Jakarta, CoreNews.id – Isu transisi energi semakin mendapat perhatian luas di media arus utama sepanjang 2024, namun IESR (Institute for Essential Services Reform) menilai tantangan utama ke depan adalah menjaga konsistensi kebijakan, memperkuat literasi publik dan media, serta membangun narasi yang inklusif dan relevan.
Dalam forum editorial yang digelar IESR, Manajer Komunikasi Uliyasi Simanjuntak memaparkan hasil pemantauan mereka menggunakan Religion Media Analysis terhadap lebih dari 200 ribu berita dari 5.000 media selama 2024. Hasilnya menunjukkan peningkatan signifikan pemberitaan isu transisi energi, khususnya menjelang dan setelah pemilu.
“Narasi paling dominan adalah soal konsistensi kebijakan. Pemerintah dan BUMN banyak disorot karena menjadi aktor utama dalam dorongan transisi energi,” ungkap Uliyasi di Jakarta, Rabu (26/6/2025).
Menurutnya, sentimen pemberitaan sebagian besar positif karena mengacu pada upaya dan program pemerintah serta BUMN dalam pengembangan energi terbarukan.
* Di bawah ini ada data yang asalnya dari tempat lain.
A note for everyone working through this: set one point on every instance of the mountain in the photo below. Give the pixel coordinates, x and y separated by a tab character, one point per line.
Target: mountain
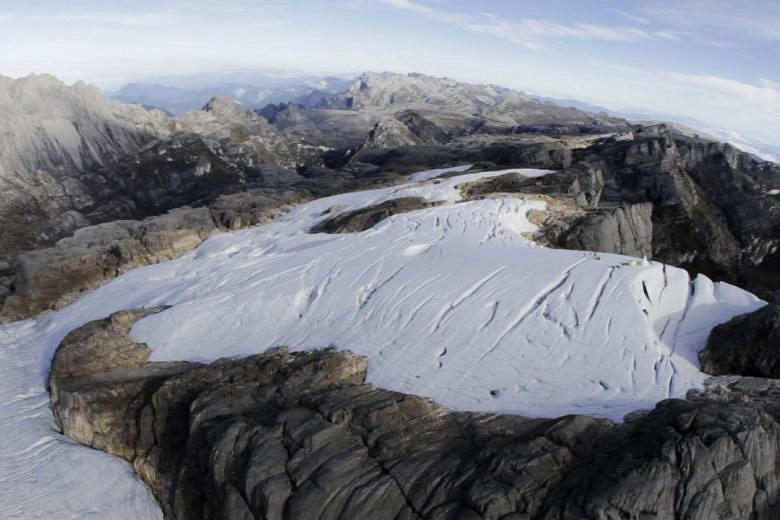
308	90
445	300
760	149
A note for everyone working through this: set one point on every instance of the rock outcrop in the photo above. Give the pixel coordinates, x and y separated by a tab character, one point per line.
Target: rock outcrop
49	278
366	218
300	435
627	230
747	345
712	208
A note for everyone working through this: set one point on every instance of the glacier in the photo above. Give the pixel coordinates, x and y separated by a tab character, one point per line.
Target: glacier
454	302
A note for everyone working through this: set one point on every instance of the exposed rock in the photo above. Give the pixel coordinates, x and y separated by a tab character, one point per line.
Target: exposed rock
748	345
300	435
390	133
366	218
627	230
582	186
711	208
49	278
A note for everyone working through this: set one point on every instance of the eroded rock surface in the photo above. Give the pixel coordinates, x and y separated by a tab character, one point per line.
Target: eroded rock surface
747	345
300	435
49	278
627	230
366	218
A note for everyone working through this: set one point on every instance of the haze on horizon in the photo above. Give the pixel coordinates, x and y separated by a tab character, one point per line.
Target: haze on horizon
714	61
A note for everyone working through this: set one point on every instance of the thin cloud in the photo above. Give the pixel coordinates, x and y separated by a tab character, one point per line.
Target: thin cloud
534	33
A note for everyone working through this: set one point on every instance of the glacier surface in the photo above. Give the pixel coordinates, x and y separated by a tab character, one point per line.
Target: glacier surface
450	302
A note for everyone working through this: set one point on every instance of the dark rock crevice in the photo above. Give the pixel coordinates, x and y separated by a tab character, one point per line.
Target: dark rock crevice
301	435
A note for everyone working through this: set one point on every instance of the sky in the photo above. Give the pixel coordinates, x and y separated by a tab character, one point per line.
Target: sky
715	61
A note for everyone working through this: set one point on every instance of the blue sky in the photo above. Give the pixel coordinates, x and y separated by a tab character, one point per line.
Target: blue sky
714	60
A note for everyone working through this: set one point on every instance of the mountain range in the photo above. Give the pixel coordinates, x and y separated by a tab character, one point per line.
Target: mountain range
404	297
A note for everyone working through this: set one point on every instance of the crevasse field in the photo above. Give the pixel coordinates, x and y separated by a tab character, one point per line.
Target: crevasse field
450	302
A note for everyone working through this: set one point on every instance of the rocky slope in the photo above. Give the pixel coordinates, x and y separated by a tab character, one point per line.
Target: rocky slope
294	435
77	159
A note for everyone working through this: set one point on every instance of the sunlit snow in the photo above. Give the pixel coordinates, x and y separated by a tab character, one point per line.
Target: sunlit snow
450	302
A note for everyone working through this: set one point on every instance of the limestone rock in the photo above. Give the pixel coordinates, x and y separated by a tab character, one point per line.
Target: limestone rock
626	230
747	345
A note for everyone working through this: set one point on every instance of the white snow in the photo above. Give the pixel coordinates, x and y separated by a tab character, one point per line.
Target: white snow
430	174
450	302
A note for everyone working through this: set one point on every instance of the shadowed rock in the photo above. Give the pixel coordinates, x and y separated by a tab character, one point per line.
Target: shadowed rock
747	345
300	435
366	218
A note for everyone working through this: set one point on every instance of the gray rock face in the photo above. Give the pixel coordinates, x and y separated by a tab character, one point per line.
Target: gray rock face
300	435
366	218
712	212
748	345
626	230
48	278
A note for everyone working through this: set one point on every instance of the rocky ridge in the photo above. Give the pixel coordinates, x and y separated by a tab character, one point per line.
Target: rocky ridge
291	435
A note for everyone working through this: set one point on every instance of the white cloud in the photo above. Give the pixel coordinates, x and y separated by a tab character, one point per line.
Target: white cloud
764	97
760	20
408	5
534	33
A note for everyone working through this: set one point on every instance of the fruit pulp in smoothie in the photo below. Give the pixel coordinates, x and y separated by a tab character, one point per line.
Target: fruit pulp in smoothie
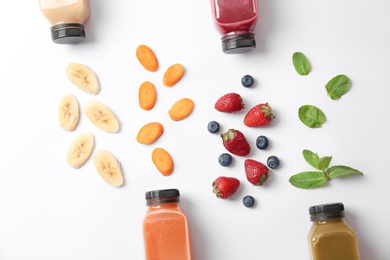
166	234
65	11
235	16
333	241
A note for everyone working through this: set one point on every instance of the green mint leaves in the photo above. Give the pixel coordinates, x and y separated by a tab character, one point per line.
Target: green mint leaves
301	63
315	179
338	86
311	116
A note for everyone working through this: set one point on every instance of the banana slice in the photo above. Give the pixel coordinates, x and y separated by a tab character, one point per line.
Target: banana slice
68	113
108	168
101	116
80	150
83	77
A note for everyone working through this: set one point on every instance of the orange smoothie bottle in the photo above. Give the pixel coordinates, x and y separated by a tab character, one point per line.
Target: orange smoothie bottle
165	227
330	237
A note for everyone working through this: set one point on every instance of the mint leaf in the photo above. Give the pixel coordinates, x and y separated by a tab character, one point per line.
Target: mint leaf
301	63
338	86
340	170
324	162
308	180
312	158
311	116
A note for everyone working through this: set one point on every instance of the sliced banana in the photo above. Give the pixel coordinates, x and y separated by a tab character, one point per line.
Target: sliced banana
83	77
101	116
68	113
80	150
108	168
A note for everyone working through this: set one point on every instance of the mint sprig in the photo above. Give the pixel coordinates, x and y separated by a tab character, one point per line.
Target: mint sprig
315	179
301	63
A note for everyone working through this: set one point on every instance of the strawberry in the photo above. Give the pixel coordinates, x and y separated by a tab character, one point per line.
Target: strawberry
230	103
256	172
224	187
235	142
259	116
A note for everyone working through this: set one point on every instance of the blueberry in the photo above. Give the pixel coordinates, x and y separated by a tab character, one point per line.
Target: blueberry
248	201
225	159
247	81
213	127
262	142
273	162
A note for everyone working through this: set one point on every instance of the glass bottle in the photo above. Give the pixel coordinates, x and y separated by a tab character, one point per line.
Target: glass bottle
67	18
330	237
236	20
165	228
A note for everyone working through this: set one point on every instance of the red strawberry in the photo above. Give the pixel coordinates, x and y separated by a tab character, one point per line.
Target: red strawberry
256	172
230	103
224	187
259	116
235	142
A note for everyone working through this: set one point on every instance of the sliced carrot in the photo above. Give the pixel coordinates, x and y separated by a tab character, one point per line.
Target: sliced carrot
147	58
150	133
181	109
173	74
147	95
163	161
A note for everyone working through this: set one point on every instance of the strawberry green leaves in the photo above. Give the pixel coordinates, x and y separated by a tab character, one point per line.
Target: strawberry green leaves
311	116
301	63
338	86
315	179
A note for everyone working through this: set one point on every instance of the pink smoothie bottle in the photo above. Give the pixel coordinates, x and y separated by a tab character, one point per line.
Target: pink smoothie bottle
235	20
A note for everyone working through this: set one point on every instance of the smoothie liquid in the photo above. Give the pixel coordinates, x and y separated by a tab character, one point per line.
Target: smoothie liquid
165	228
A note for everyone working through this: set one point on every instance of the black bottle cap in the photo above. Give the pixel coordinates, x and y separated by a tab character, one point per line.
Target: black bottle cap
67	33
238	43
326	211
162	196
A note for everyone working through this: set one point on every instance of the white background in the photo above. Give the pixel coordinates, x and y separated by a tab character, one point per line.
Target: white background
50	211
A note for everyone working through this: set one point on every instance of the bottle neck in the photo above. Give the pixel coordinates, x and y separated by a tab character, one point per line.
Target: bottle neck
328	221
163	201
170	205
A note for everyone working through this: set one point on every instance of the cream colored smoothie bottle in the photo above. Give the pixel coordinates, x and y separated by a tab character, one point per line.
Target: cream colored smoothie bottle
67	18
165	227
330	237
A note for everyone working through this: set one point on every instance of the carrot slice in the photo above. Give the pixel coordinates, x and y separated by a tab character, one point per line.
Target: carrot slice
147	95
163	161
150	133
147	58
173	74
181	109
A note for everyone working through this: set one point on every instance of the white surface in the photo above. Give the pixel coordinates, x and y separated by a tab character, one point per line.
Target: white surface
50	211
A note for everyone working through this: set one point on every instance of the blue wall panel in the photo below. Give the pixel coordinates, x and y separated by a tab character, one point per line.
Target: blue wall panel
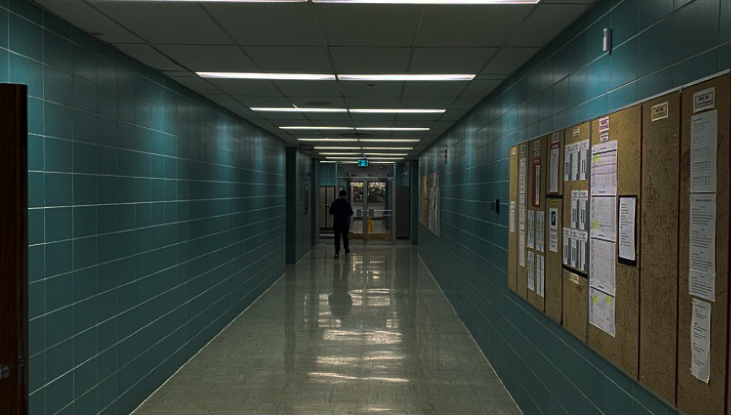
658	45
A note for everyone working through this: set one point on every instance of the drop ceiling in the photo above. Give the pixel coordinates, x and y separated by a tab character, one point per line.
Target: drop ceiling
180	39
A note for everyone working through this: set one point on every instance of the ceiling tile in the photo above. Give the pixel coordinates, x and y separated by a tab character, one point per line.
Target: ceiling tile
198	85
434	89
469	25
309	88
366	25
480	88
268	23
450	60
508	60
545	23
166	22
370	60
297	59
146	54
371	89
247	87
209	58
89	19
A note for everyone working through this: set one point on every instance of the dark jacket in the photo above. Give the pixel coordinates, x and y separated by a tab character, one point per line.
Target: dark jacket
340	208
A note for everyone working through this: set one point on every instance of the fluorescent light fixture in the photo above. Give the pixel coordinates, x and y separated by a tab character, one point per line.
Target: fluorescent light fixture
270	76
431	1
408	77
389	140
395	111
294	127
296	109
332	140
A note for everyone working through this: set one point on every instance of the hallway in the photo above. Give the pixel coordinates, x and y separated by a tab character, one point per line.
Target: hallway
371	333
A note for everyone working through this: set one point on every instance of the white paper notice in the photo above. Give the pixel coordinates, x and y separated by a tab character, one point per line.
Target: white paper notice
627	226
574	208
700	338
703	139
703	246
540	231
583	243
583	199
601	314
553	230
584	152
531	230
555	160
603	266
531	271
604	218
604	173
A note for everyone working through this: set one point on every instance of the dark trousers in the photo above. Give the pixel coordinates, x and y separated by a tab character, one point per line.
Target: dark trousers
341	228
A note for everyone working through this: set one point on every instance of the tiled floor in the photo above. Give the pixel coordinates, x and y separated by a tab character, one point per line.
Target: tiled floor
370	333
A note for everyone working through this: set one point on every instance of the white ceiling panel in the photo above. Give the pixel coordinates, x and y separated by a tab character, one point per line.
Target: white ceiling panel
259	88
365	25
166	22
480	88
268	23
209	58
364	89
534	32
90	19
308	88
307	59
145	53
434	89
450	60
351	60
469	26
508	60
198	85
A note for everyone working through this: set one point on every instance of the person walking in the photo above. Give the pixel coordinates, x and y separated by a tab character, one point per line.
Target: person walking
341	211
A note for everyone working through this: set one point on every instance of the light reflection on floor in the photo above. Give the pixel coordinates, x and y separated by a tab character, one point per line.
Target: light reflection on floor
370	333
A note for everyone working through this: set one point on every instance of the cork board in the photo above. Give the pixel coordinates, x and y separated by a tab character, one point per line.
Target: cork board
554	273
536	205
623	348
522	282
694	396
658	246
575	303
555	162
513	220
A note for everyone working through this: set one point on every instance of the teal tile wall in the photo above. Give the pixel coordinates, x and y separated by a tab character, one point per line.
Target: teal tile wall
299	225
658	45
155	217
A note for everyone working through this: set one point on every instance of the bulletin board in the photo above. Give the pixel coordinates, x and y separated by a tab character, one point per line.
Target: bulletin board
659	245
513	220
704	393
622	132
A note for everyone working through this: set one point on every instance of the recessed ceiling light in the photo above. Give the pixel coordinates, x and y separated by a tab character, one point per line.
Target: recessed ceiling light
392	129
396	111
389	140
407	77
341	140
295	109
314	128
431	1
270	76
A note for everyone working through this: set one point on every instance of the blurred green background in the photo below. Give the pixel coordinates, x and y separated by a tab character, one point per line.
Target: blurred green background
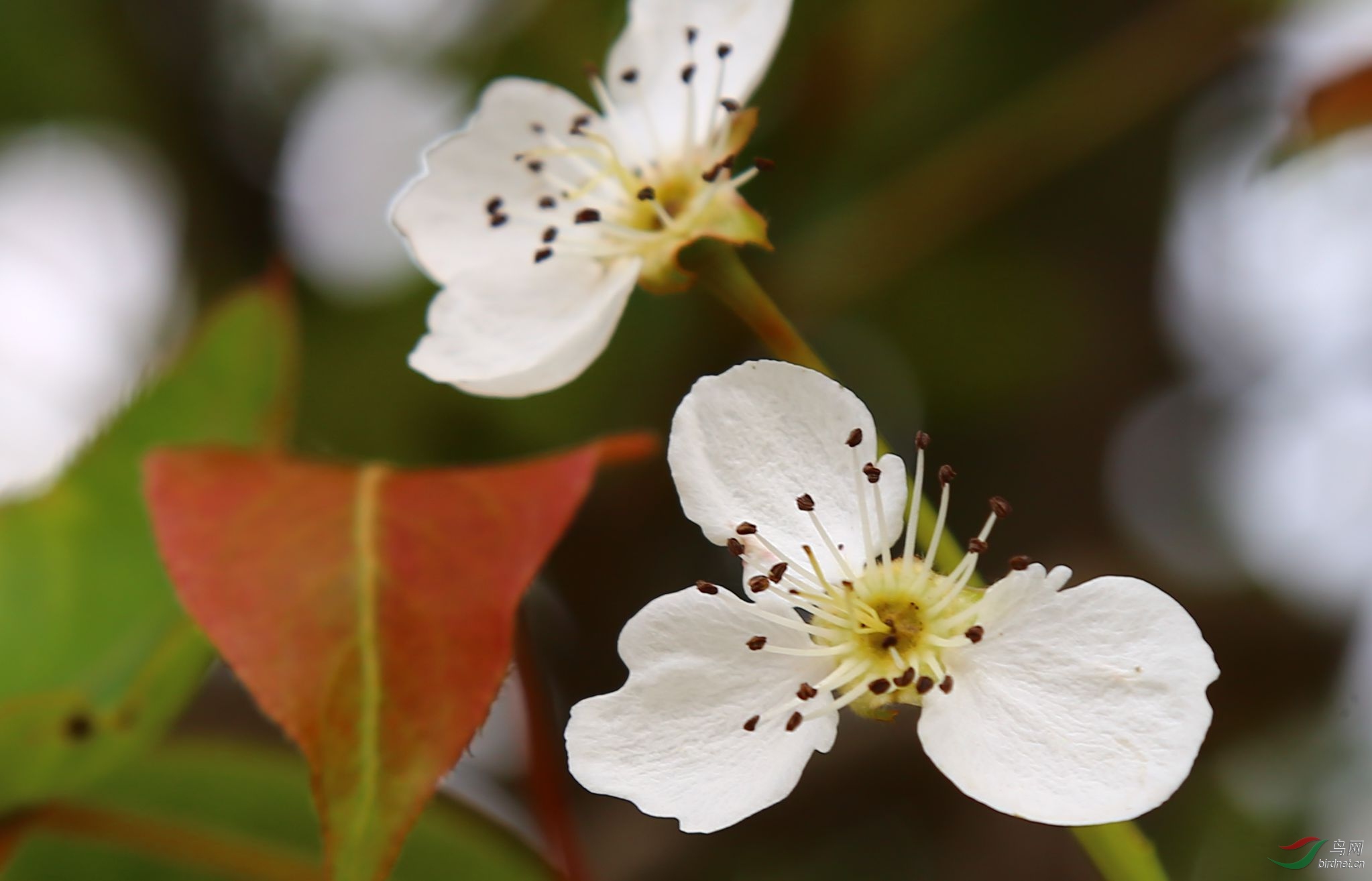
968	213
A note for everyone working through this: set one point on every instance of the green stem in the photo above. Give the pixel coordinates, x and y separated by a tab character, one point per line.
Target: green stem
720	268
1120	851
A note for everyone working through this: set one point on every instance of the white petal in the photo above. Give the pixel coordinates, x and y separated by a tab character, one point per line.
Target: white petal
510	333
671	740
442	213
350	145
747	443
1078	707
654	44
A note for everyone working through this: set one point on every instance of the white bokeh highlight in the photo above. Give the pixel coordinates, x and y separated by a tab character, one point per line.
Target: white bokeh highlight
90	233
350	145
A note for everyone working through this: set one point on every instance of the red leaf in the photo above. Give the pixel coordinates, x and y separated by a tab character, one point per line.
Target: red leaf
369	611
1334	109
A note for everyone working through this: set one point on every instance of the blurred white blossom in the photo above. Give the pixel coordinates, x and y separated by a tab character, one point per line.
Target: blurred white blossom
1293	473
90	232
1267	292
350	144
353	30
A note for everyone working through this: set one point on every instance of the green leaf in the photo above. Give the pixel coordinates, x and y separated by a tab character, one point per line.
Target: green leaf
172	814
98	655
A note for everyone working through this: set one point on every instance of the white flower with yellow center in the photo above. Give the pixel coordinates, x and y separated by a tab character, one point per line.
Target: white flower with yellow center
1068	707
540	217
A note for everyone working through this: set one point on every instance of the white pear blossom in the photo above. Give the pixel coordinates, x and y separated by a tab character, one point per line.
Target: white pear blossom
541	215
1068	707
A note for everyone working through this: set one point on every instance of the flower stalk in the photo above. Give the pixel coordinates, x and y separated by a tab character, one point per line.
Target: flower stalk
1119	851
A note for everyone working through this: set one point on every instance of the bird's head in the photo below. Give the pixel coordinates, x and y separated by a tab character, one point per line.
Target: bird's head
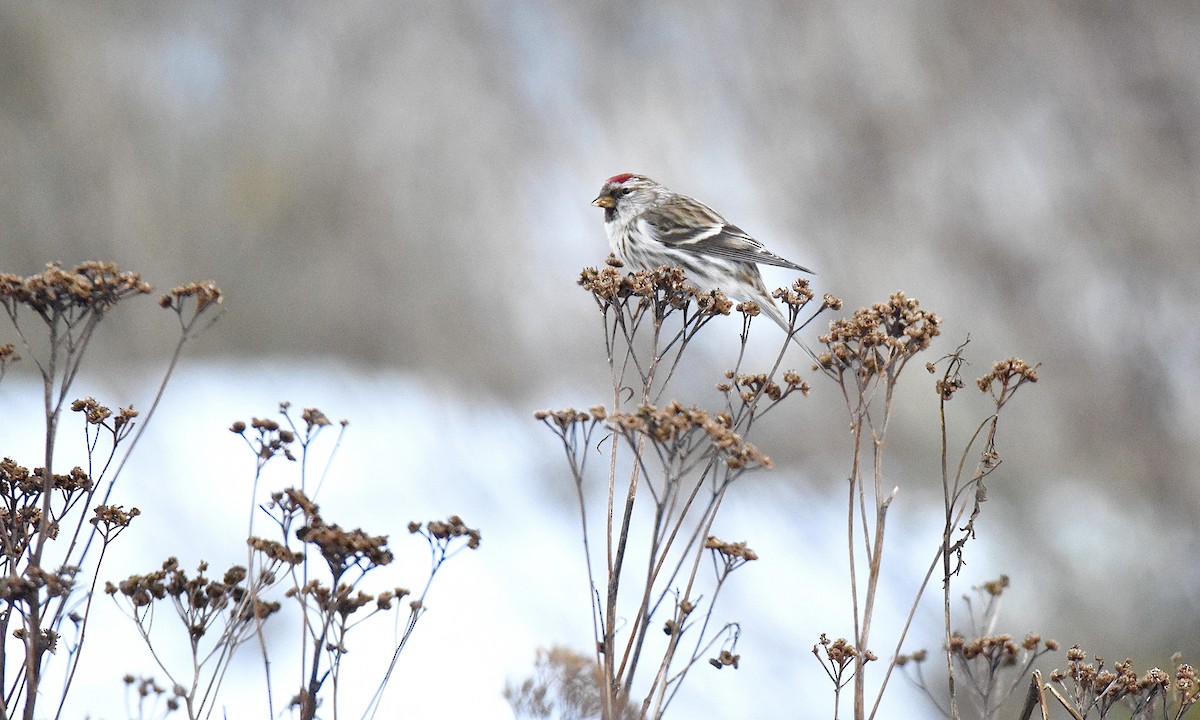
627	196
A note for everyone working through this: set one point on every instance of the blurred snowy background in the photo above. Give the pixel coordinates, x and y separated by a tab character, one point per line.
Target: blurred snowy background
395	199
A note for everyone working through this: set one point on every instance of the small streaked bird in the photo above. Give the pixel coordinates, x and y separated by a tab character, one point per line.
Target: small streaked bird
651	226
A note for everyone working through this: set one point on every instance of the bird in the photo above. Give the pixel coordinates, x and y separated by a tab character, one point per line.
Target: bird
649	225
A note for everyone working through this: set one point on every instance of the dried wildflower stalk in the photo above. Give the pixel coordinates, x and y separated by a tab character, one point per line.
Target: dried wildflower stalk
865	355
323	576
1090	690
55	313
990	664
677	461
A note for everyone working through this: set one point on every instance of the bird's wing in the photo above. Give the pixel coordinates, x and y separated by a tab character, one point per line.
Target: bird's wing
705	232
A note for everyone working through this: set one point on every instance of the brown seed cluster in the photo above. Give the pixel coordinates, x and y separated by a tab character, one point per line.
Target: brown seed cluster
205	292
21	515
997	649
665	288
340	547
113	519
96	413
91	286
276	551
449	529
675	425
270	438
1095	685
733	551
877	336
754	385
839	653
725	659
1007	373
799	294
199	599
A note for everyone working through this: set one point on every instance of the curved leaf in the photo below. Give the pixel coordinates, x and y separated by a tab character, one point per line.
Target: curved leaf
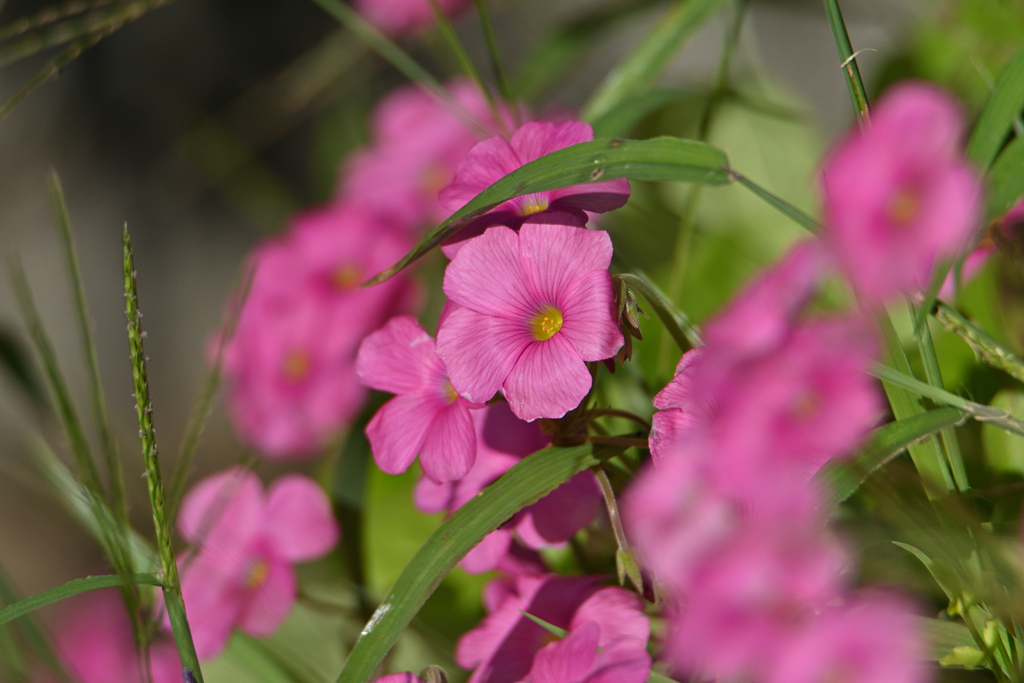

Namun isu-isu seperti kesenjangan pendanaan hijau, efektivitas carbon capture, hingga proses penciptaan konsorsium pendanaan seperti GERPI, tetap menjadi perhatian media.
Media juga mencermati tantangan transisi pemerintahan, termasuk keterlibatan figur politik dalam narasi energi. Nama Presiden Prabowo dan tokoh masyarakat seperti Suroto Santoso dari Queen menjadi aktor penting dalam pemberitaan, meskipun dominasi pejabat publik masih mendominasi.
“Ini seharusnya jadi peluang agar tokoh-tokoh masyarakat sipil juga bisa ikut mengangkat isu transisi energi,” tambahnya.
Uliyasi menyoroti rendahnya literasi jurnalis dan publik terhadap isu transisi energi. Istilah teknis yang rumit serta narasi yang terlalu tersentral di Jakarta membuat isu ini sulit dipahami publik luas. Oleh karena itu, IESR mendorong pembuatan narasi yang lebih mudah dicerna dan dekat dengan keseharian masyarakat seperti energi dan biaya hidup.
Sementara itu, Deon Arinaldo, Manajer Program Transformasi Energi IESR, menekankan bahwa transisi energi bukan semata isu teknologi atau ekonomi, melainkan kebutuhan mendesak mengingat dampak nyata dari krisis iklim terhadap Indonesia.
“Kita salah satu negara yang paling rentan secara geografis dan sosial-ekonomi. Cuaca ekstrem, gagal panen, menurunnya hasil laut, ini bukan lagi isu masa depan,” ujarnya.
Deon memaparkan data konsentrasi CO₂ di atmosfer yang kini mencapai 420 ppm, jauh melampaui siklus alami bumi dalam 800 ribu tahun terakhir. Jika tren saat ini terus berlanjut, dunia diperkirakan menuju kenaikan suhu global hingga 3,4°C, dengan potensi heatwave hingga 300 hari per tahun.
Ia mengingatkan bahwa Indonesia termasuk lima besar negara pengemisi secara total, dan perlu menurunkan emisi hingga 28% dari baseline 2019 hanya dalam lima tahun ke depan, target yang sangat sulit dicapai tanpa kebijakan transformatif.
“Kalau kita menunggu negara maju, kita akan terus tertinggal. Padahal dampaknya kita yang tanggung. Ini bukan soal menentang pertumbuhan, tapi soal pertumbuhan yang adil dan berkelanjutan,” tegasnya.
Deon juga menekankan pentingnya mengaitkan isu transisi energi dengan narasi besar pemerintah seperti ketahanan ekonomi dan pangan, agar lebih resonan dengan masyarakat luas dan pemangku kepentingan.
Tambahan, Forum editorial ini merupakan wadah diskusi antara IESR dan insan media untuk memperkuat narasi publik terkait transisi energi yang bukan hanya berdimensi teknis, tapi juga sosial, ekonomi, dan lingkungan.